Alomar, Roberto
Roberto Alomar
1968-
American baseball player
Roberto Alomar, arguably the best second baseman in the major leagues, has rarely been given the same sort of recognition that other superstar players, like first baseman Mark McGwire or center fielder Ken Griffey, Jr. , have received. Alomar, one of only four players ever to have both ten career Golden Glove awards and a lifetime batting average of over%. 300, currently plays for the New York Mets.
Baseball in the Blood
The game of baseball runs in Alomar's family. Alomar's older brother, Sandy Jr., is currently a catcher for the Colorado Rockies, and their father, Sandy Sr., played in the major leagues for fifteen years. When the younger Alomars were first signed into the major leagues, they found themselves playing in Charleston, S.C., for a Class A team in the San Diego Padres organization that featured their father as a coach. Although Sandy Jr. was older, Alomar was the first of the two to break into the major leagues, becoming a regular figure in the Padres lineup in 1988. In 1989, the twenty-one-year-old Alomar became the youngest player to take the field for a National League team on opening day. That same year Sandy Jr. was traded
to the Cleveland Indians, where he would become the American League's Rookie of the Year in 1990.

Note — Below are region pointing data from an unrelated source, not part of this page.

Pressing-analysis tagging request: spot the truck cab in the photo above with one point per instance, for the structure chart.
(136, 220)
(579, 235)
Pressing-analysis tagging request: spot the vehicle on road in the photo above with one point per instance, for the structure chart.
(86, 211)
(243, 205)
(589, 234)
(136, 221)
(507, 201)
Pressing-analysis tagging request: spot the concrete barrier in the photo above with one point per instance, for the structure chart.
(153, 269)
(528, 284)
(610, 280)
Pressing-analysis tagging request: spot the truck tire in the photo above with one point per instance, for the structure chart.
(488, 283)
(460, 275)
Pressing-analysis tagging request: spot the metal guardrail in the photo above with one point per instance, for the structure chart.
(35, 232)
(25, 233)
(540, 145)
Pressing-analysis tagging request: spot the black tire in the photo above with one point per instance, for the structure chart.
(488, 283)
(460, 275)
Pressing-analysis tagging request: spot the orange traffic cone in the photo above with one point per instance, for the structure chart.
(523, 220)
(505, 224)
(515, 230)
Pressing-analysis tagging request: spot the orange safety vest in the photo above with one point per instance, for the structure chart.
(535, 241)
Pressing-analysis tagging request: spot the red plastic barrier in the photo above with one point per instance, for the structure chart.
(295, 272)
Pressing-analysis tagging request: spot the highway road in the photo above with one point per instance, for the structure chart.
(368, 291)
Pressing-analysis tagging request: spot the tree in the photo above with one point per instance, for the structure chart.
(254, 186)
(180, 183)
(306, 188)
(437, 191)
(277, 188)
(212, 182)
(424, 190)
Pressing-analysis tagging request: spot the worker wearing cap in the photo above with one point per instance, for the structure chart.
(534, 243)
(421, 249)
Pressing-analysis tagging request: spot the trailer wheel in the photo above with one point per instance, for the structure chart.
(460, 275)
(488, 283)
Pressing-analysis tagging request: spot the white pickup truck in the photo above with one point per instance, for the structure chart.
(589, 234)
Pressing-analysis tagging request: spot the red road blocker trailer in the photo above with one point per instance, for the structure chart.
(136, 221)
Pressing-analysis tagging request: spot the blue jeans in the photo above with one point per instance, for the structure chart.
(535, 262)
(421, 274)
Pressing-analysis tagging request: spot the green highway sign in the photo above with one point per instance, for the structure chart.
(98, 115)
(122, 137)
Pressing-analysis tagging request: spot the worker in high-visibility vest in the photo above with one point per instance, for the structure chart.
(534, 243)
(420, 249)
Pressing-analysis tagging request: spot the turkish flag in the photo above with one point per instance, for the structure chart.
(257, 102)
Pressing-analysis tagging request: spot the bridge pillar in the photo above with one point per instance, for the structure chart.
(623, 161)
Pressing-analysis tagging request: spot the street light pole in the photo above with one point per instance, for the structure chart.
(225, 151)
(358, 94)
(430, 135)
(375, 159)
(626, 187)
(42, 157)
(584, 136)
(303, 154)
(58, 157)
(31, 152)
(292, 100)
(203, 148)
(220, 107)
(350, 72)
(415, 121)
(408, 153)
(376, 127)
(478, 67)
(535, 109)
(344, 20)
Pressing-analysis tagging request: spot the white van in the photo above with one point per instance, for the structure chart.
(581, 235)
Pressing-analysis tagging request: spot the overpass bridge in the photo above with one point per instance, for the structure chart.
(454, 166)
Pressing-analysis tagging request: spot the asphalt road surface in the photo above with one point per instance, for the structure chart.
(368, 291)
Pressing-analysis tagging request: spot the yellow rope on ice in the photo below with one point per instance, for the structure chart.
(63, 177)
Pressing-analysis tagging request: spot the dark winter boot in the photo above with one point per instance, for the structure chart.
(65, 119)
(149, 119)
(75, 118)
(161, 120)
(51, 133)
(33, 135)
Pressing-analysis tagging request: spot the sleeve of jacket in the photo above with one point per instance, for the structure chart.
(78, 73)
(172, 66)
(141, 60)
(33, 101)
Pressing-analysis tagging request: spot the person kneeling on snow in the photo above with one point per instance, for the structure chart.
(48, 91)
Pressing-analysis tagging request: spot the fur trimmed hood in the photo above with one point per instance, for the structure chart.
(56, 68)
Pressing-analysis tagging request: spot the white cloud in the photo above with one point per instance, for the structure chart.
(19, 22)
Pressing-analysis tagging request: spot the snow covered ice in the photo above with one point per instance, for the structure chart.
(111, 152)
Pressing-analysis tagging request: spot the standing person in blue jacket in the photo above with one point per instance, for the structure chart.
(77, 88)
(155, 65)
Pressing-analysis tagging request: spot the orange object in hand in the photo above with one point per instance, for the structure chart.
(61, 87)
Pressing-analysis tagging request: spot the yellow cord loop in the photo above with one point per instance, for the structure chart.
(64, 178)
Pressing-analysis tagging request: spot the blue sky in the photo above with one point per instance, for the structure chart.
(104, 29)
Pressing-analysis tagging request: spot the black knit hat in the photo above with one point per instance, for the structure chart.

Although Alomar had some freshman jitters in his first full year in the major leagues, committing eleven errors in the month of April, 1989, by the end of the season he had proved himself to be an excellent player. He finished that year with the sixth-highest batting average in the league and the third-highest number of hits, including the most sacrifice hits of any player. Alomar was traded to the Toronto Blue Jays for the 1991 season, and it was there that, at the age of twenty-three, he first became a true star. He won his first Golden Glove award that year and placed sixth in the Most Valuable Player voting.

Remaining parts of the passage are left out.